On the consumer front, Davis cites the rising importance of transparency. “Right now, people crave transparency when it comes to the foods that they eat,” he says. “They want to know what’s in their food, and more specifically, where their food comes from. Transparency is something that’s been part of La Brea Bakery since we opened.” La Brea Bakery’s original starter, made using flour, water and skin from organic grapes, was created more than 25 years ago, and is still used to make all of the company’s breads today. “We’ve never used artificial colors, flavors or preservatives in our breads, so we’ve stayed ahead of this current trend and the demand to know more about the origins of your food.”
“I’ve been with La Brea Bakery for over 25 years and since the start of my career as a baker,” he says. “I’ve been given so many opportunities with La Brea Bakery and have enjoyed working to ensure it remains an innovative company with a growing portfolio of artisan breads. In recent years, I’ve explored new partnership opportunities, like the one with Wheat Montana and La Brea Bakery Reserve in which we became the first company to offer truly artisan bread on a national scale.”
To stay on top of innovation, Davis also works a great deal with Stephen Jones at the Bread Lab at Washington State University, testing new strains of wheat. “We’re constantly looking for new flavors and texture to explore in our breads in the future,” Davis says. His extensive experience with long fermentation and pre-ferments enables him to rely heavily on these skills at La Brea Bakery, especially when it comes to different combinations and flavor profiles. Formulation is one of his strongest traits, whether it’s formulating new recipes or improving upon old ones, and he has strong skills into how those interplay.
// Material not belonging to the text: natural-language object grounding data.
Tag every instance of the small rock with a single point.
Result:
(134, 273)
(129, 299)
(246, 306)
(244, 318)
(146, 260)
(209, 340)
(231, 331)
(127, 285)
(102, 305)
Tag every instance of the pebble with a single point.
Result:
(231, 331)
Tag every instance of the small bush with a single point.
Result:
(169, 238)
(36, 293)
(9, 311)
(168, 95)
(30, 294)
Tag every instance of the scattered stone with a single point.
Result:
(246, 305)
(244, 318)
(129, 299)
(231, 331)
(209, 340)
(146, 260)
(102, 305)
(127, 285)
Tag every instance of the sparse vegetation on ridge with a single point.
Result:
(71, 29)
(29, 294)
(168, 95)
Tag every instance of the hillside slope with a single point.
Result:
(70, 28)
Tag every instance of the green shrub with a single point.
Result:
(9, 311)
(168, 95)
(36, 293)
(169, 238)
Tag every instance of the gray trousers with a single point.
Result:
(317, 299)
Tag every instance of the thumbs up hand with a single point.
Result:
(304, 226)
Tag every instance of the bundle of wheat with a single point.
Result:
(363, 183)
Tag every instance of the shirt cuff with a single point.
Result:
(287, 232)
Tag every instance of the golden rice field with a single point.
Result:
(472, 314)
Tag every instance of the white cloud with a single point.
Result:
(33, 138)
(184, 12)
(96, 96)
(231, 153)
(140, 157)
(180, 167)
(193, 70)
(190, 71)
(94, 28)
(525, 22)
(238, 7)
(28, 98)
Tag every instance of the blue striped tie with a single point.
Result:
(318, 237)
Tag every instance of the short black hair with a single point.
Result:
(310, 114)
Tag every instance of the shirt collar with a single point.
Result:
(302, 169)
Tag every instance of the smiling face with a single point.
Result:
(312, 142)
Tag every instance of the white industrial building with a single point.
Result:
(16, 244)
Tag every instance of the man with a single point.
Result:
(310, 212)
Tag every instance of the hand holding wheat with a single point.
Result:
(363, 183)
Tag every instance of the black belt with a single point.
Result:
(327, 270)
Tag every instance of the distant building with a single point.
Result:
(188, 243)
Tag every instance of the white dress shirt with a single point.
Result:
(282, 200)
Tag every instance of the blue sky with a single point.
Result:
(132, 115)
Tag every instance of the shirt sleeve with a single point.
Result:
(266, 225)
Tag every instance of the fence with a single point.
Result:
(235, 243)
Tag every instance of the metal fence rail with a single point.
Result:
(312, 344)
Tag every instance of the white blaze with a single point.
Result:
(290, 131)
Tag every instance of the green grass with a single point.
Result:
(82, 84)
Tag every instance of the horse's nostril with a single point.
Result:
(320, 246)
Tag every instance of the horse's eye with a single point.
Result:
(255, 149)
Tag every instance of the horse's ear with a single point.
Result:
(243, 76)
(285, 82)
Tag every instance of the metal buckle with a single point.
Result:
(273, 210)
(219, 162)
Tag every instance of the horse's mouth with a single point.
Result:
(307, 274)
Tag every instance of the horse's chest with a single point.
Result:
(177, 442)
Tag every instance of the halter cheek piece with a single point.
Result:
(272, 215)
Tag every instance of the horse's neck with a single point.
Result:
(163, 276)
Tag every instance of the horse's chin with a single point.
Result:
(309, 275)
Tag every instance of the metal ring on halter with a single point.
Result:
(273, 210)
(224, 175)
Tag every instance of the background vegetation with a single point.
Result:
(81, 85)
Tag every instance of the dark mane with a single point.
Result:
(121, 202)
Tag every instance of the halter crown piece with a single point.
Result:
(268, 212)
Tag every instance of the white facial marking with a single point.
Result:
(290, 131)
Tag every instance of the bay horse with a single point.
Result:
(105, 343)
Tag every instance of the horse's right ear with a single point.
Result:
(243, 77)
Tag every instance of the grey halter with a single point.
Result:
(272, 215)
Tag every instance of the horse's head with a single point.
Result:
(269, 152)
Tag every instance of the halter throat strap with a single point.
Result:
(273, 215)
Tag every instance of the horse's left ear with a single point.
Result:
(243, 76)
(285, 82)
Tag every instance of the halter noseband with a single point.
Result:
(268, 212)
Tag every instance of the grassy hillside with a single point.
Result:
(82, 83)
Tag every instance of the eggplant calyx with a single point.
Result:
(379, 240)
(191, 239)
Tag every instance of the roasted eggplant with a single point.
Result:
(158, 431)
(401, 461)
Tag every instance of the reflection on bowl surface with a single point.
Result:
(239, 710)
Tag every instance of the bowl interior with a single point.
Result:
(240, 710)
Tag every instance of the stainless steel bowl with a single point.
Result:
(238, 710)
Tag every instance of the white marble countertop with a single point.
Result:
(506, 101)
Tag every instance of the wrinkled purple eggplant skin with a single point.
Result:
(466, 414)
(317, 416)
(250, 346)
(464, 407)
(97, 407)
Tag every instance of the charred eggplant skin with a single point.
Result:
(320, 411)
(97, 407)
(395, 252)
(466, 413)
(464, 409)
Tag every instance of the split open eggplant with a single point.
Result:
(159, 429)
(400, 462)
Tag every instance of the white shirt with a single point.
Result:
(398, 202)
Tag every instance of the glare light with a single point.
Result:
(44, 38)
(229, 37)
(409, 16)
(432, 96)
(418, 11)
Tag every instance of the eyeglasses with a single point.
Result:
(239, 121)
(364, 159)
Davis draws inspiration from his mentors like Nancy Silverton. “I have a lot of friends in the baking industry, and we tend to feed off of one another. Nancy Silverton, who I worked for at Campanile and subsequently La Brea Bakery for nearly two decades, has been an important mentor and inspiration to me.” For the future, Davis says his interests lie in becoming more active in the industry by mentoring the new generation of bakers — sharing what he has learned, while learning from them the techniques and perspectives of this new generation.